Соня тогда работала в кафе, и вот под конец второй недели своих бесплодных коммивояжерских трудов Гарри заглянул туда на чашечку кофе. Ему пришелся по вкусу эспрессо – такой странный кофе он раньше и не пробовал. Тогда он даже не знал, что это кофе, – принял его за диковинный иностранный напиток.
Соня увлеклась этим чернявым чужаком со швейной машинкой под мышкой, похожим на итальянца-южанина, он и ходил не так, как селяне, которые вереницей шли на север в поисках заработков. Двигался он медленно, будто пространство и время означали для него нечто совсем другое, не то, что для окружающих, нечто, так сказать, широко распахнутое.
Когда он подошел к стойке расплатиться и пошарил у себя в кармане, его вдруг бросило в краску.
– Немного не хватает, – сказал он с запинкой на итальянском.
Соня посмотрела в его поблекшие глаза и заметила, что они глядят на полку с пирожными внизу.
Его щеки передернулись. Соня знала: у голода есть не только вид, но и сильный запах. Она вспомнила, как отвратительно пахли от голода во время войны ее матушка с сестрами. От Гарри не воняло, но пах он все равно не очень приятно. Тогда она опустила руку в свой карман, достала несколько купюр и подтолкнула их через стеклянный прилавок к самой руке Гарри. Их пальцы соприкоснулись. Гарри в тревожном смущении посмотрел Соне в лицо. Соня улыбнулась, а потом рассмеялась.
– Какое вам пирожное, сэр? – спросила она.
Гарри заказал аж целых четыре, но, пересчитав деньги, решил исправить свою поспешность и попросил пару, чтобы оставить себе немного сдачи. Протягивая Соне деньги за кофе и пирожные, он горячо поблагодарил ее и обещал вернуть долг сразу, как сможет.
Соня смутилась, заметив, что за ними наблюдают другие посетители и обслуга. Она отсчитала нужную сумму из денег на ладони у Гарри и, взяв ее, переключилась на компанию бравых американских вояк.
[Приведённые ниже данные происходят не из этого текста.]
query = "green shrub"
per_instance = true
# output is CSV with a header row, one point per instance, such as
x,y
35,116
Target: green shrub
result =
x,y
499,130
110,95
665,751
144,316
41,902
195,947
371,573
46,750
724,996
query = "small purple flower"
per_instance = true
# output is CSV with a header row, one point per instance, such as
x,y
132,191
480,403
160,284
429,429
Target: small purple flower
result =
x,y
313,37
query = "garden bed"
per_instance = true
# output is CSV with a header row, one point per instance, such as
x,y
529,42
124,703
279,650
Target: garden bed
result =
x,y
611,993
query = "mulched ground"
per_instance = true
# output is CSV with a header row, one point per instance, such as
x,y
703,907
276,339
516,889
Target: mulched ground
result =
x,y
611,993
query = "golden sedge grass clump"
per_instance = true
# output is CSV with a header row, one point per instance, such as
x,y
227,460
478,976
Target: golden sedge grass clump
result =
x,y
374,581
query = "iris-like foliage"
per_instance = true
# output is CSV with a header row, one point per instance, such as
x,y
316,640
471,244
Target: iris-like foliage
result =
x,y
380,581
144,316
А когда чуть погодя подняла глаза, Гарри уже не было.
Катарина, управляющая, была из числа трехсот тысяч новоиспеченных итальянок, которые, распрощавшись со своими деревенскими хибарами и воспоминаниями о Фиуме[49], Истрии[50] и Далмации[51], перебрались на жительство в старую капиталистическую Италию, предпочтя ее новоявленной социалистической Югославии. Так вот, эта самая Катарина по привычке всем сердцем презирала словенцев, а прознав, что они теперь живут в ее старом родовом доме, и вовсе возненавидела их – ненависть разрасталась в ней, как клецки в кипятке, и она частенько давала ей волю. Вот и тогда она громко шепнула другой официантке на итальянском: «Безмозглая vlacuga, думает когда-нибудь свидеться с ним снова», – делая особое ударение на словенском слове, означавшем по-итальянски «потаскуха».
Прошло несколько дней, потом неделя и еще одна. Управляющая все это время знай себе насмехалась, приговаривая, что будет удерживать с Сони все заработки и покупать на них кофе с пирожными для всяких тупых полуголодных итальяшек с юга, когда они забредут к ним на огонек. И вот как-то вечером Гарри вернулся. И уже не в старенькой, видавшей виды куртке. И не со швейной машинкой под мышкой, да и голодом от него больше не пахло.